The Quintessential Sabermetrics Argument: Batting Average (and Hits)

If you believe in statistics, then you have undoubtedly encountered what I like to call "The Chris Rongey Quotient" (granted, in hindsight, arguing that Rios is a worse value than Nix was quite silly on my part -- still the underpinnng denial of Rongey that stats explain important things is fun to listen to). This set of humanity consists of people who have watched sports longer than you, know more about useless stats than you, may or may not work "in the industry," think Andre Dawson is better than Tim Raines and also ignore/insult all of that which disagrees with them. Such persons will constantly pester you with the same statements when you try and talk about sports intelligently: Who the hell is Billy Beane and why is his stupid book (which I've never read) so stupid? Stats are for people who live in their mother's basement. You can't score runs if you don't get any hits. You just made that stat up.

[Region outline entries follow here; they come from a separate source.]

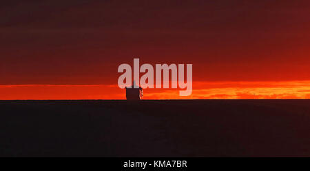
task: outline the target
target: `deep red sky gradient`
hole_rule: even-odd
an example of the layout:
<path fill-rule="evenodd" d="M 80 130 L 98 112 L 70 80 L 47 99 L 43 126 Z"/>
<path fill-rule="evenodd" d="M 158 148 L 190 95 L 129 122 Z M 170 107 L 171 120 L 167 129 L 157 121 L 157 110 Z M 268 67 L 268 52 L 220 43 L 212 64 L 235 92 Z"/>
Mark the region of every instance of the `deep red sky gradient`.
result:
<path fill-rule="evenodd" d="M 210 92 L 198 92 L 208 86 L 195 86 L 196 82 L 259 81 L 257 88 L 264 81 L 307 82 L 309 12 L 309 1 L 3 2 L 0 99 L 23 99 L 22 92 L 25 99 L 51 98 L 42 94 L 46 89 L 41 86 L 17 91 L 6 85 L 116 85 L 118 66 L 132 63 L 134 57 L 141 63 L 192 63 L 198 97 L 189 98 L 211 98 L 203 95 Z M 281 86 L 277 88 L 285 88 Z M 96 94 L 96 88 L 76 91 L 74 87 L 53 90 L 59 91 L 54 99 L 88 99 L 94 97 L 87 96 L 90 91 Z M 302 98 L 309 98 L 302 89 Z M 237 90 L 227 89 L 225 94 L 231 91 Z M 274 91 L 269 90 L 265 98 L 276 98 Z M 122 99 L 122 93 L 100 91 L 93 98 Z M 149 98 L 170 99 L 163 96 Z M 215 99 L 221 97 L 225 99 L 220 94 Z"/>

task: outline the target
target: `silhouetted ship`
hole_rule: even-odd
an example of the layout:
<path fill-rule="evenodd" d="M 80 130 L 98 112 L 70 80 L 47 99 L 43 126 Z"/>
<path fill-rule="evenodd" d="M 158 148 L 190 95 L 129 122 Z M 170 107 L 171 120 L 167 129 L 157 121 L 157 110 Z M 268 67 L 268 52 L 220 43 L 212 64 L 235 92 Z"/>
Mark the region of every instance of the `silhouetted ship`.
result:
<path fill-rule="evenodd" d="M 126 99 L 127 100 L 141 100 L 143 98 L 143 90 L 141 87 L 138 88 L 134 88 L 134 85 L 130 87 L 126 87 Z"/>

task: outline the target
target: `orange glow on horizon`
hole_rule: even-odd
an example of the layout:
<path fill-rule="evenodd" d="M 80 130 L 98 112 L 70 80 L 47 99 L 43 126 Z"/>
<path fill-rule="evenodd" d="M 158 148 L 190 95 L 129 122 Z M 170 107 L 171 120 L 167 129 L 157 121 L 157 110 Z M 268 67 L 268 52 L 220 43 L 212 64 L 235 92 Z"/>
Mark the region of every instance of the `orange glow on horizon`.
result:
<path fill-rule="evenodd" d="M 145 89 L 144 99 L 310 99 L 310 81 L 193 82 L 189 97 L 179 89 Z M 117 85 L 1 85 L 1 100 L 125 99 Z"/>

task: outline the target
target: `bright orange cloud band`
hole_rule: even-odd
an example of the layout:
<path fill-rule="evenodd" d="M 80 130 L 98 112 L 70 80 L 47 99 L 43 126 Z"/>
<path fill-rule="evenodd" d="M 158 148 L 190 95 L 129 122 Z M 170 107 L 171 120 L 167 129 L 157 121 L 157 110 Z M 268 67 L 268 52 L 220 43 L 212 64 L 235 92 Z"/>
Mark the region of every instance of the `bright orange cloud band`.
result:
<path fill-rule="evenodd" d="M 310 81 L 194 82 L 193 92 L 178 89 L 145 89 L 144 99 L 310 99 Z M 1 100 L 125 99 L 117 85 L 1 85 Z"/>

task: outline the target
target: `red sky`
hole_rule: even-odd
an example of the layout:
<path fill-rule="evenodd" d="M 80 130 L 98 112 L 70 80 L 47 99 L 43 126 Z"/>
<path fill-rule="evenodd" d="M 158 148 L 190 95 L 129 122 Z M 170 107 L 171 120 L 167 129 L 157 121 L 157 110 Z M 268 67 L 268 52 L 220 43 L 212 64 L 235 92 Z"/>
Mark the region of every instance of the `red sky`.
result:
<path fill-rule="evenodd" d="M 309 99 L 309 1 L 2 3 L 0 99 L 124 99 L 117 68 L 134 57 L 192 63 L 189 99 Z M 180 98 L 170 90 L 145 99 Z"/>

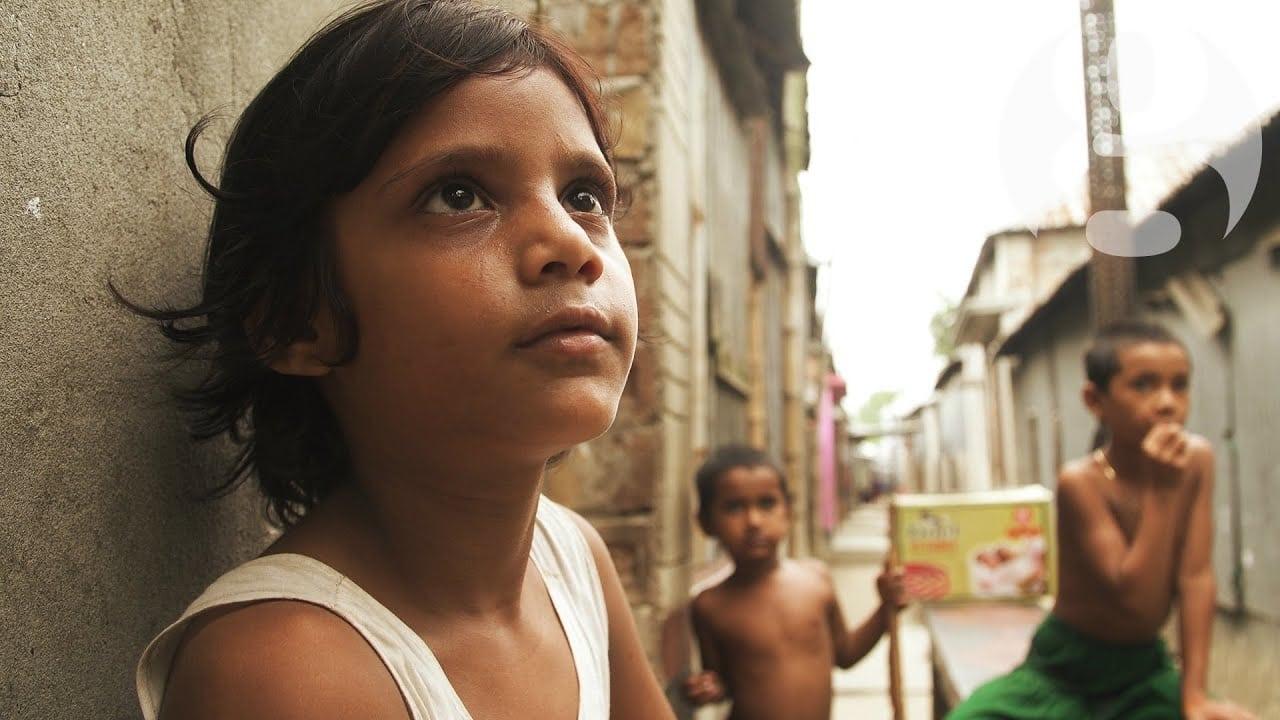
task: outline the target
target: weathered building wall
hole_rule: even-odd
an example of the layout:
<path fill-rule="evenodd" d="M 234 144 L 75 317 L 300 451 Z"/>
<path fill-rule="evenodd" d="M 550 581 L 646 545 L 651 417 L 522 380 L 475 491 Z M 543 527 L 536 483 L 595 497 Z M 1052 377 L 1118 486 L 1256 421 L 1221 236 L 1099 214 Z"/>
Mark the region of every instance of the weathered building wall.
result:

Maybe you are not a stat-a-phobic person. Maybe you are just a person who wants to know "whats up." You like sports and want to learn more, but do not know where to begin.

Whether you are the guy looking to shut Chris Rongey down or the guy who wants to learn more about basic sabermetrics, let this post and those that follow it (I am dubbing this series "The Quintessential Sabermetrics Argument") be your guiding light. We will begin with the basics (the quintessential truths, etc.) and then move towards their application.

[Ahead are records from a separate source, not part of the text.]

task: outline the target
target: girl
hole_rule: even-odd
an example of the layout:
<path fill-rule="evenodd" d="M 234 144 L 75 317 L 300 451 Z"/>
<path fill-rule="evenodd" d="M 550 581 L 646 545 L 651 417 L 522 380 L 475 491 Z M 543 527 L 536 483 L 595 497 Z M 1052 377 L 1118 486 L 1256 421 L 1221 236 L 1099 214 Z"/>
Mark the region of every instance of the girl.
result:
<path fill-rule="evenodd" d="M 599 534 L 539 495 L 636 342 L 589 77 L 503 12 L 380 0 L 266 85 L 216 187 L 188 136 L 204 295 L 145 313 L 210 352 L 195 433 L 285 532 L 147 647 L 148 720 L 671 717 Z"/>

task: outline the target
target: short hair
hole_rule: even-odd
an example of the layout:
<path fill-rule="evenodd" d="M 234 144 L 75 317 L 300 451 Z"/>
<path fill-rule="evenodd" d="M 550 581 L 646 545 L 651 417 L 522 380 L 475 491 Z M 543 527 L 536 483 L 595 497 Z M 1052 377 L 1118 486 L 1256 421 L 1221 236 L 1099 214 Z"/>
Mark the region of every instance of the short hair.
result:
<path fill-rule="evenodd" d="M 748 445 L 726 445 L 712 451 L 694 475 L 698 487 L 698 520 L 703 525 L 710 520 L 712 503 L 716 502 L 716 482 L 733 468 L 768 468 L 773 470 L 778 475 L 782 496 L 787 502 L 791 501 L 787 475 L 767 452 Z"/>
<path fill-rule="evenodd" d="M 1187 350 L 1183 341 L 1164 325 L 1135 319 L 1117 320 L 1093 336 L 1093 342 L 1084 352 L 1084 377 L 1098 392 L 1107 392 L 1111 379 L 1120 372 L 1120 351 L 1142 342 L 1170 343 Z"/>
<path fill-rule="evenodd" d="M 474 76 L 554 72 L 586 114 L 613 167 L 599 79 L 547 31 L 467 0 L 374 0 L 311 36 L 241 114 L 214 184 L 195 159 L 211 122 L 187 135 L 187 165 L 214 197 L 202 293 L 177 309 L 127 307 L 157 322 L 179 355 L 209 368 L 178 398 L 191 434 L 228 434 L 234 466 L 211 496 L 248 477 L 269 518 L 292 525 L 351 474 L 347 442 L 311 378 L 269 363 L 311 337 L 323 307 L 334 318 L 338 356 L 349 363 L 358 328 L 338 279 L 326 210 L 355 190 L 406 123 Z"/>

Lets get things started with a very basic topic: Batting Average (and Hits).

To explain why batting average and hits are pointless "metrics" by which to measure a hitter's abilities and run scoring, we must consider first what is a hit. To put it most simplistically, a "hit" is a ball put into play which is not converted into an out. The question is not what is a hit, but why is it a hit, which illustrates the futility of the metric. Does the hitter truly earn his "hit?" In theory, yes. A ball smoked to the gap is clearly an "earned hit." But why was the hit earned? Where is this "gap?" Is it a fix position? No.

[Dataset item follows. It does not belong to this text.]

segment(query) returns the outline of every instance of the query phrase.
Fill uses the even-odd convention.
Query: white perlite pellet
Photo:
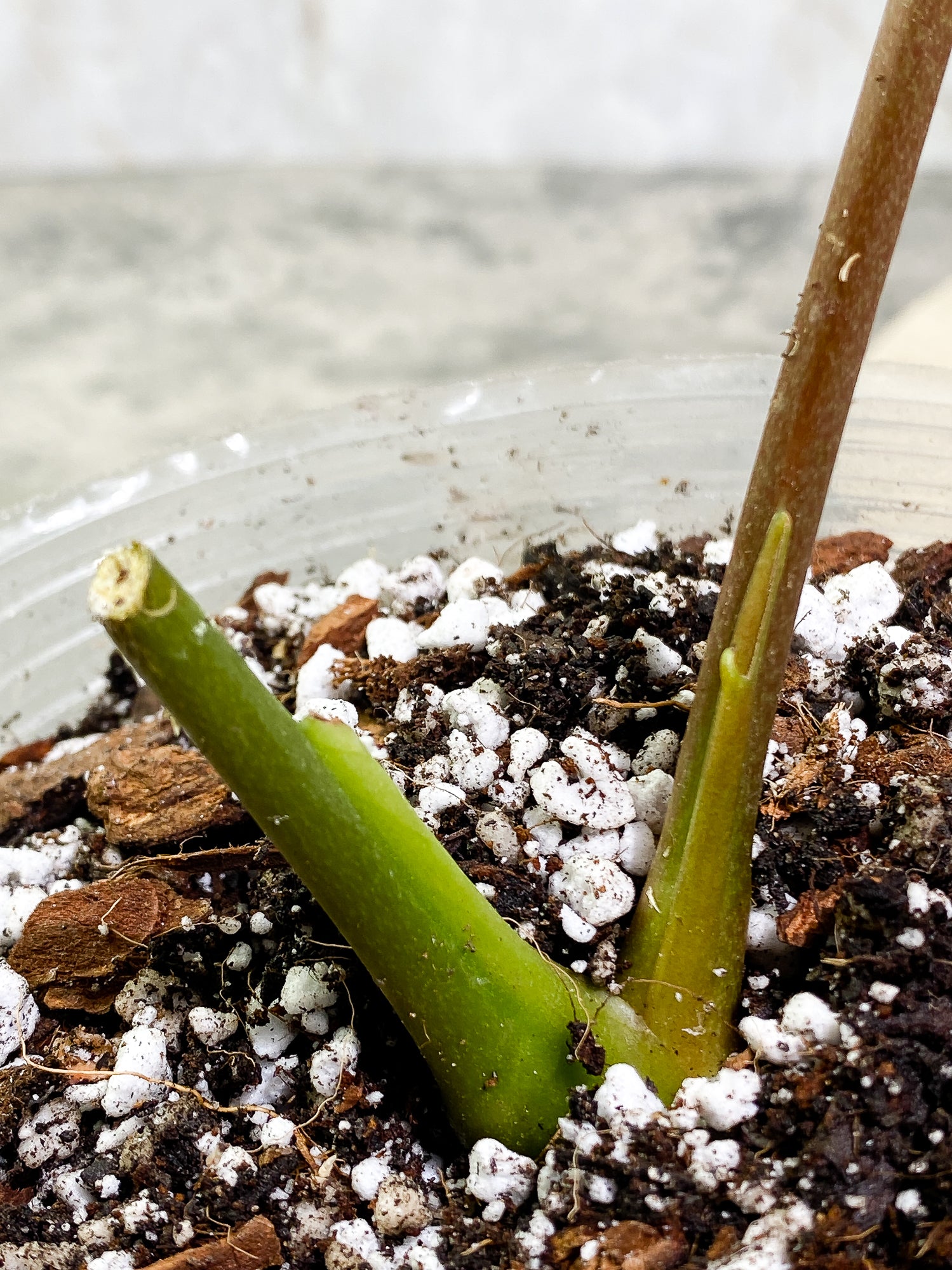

A hit is simply this: a ball put into play that slips through the defensive positioning and ability of the fielders. Are either of these factors within the control of the hitter? No, not really. The difference between a double to the gap or a caught liner is simply "was the shift on?" A hit up the middle versus a double play can be a question of whether or not the shortstop was holding the runner at second on. The difference between a liner down the line and a caught ball is whether or not Ryan Howard was playing 1B or DH in an interleague game.

Clearly the hitter controls or exercises some control over the direction of the ball and the strength of contact by "timing" and "squaring" the pitcher's offering, but once the ball is in play, whether or not that balls is a "hit" is almost entirely depending on the positioning and ability of the defense. The glaring exception to this rule, of course, is the home run. That is a "hit" truly and 100% earned, although fielders can even steal those sometimes.

In short, hits are not something a player particularly controls. There is a lot of luck involved and over long enough sample sizes, luck tends to average out. It is not shocking, therefore, that over 162 games against 20 or so teams, a player's collective "balls in play" (BIP, non-HR balls put into play) which are converted into hits tend to fluctuate between a normative band of numbers (usually between .290 and .310, though any given player's BABIP varies based on his speed, types of contact (each of GB, FB, LD are differently correlated with BABIP), and strength of contact). Last season, the lowest BABIP a team had was .285 (the Reds) and the highest a collective team had was .326 (the Angels). Only four teams did not have a collective BABIP between .288 and .312 last season. The MLB average BABIP last season was .302.

Thus, knowing that BABIPs tend to normalize (in aggregate towards .300 and individually towards a player's expected BABIP and that hits are mostly defendant on BIP averages, it is not so difficult to conclude that hits are a poor measure of a hitter's ability -- if for no other reason than a hit is more in the fielder's control than that of the hitter.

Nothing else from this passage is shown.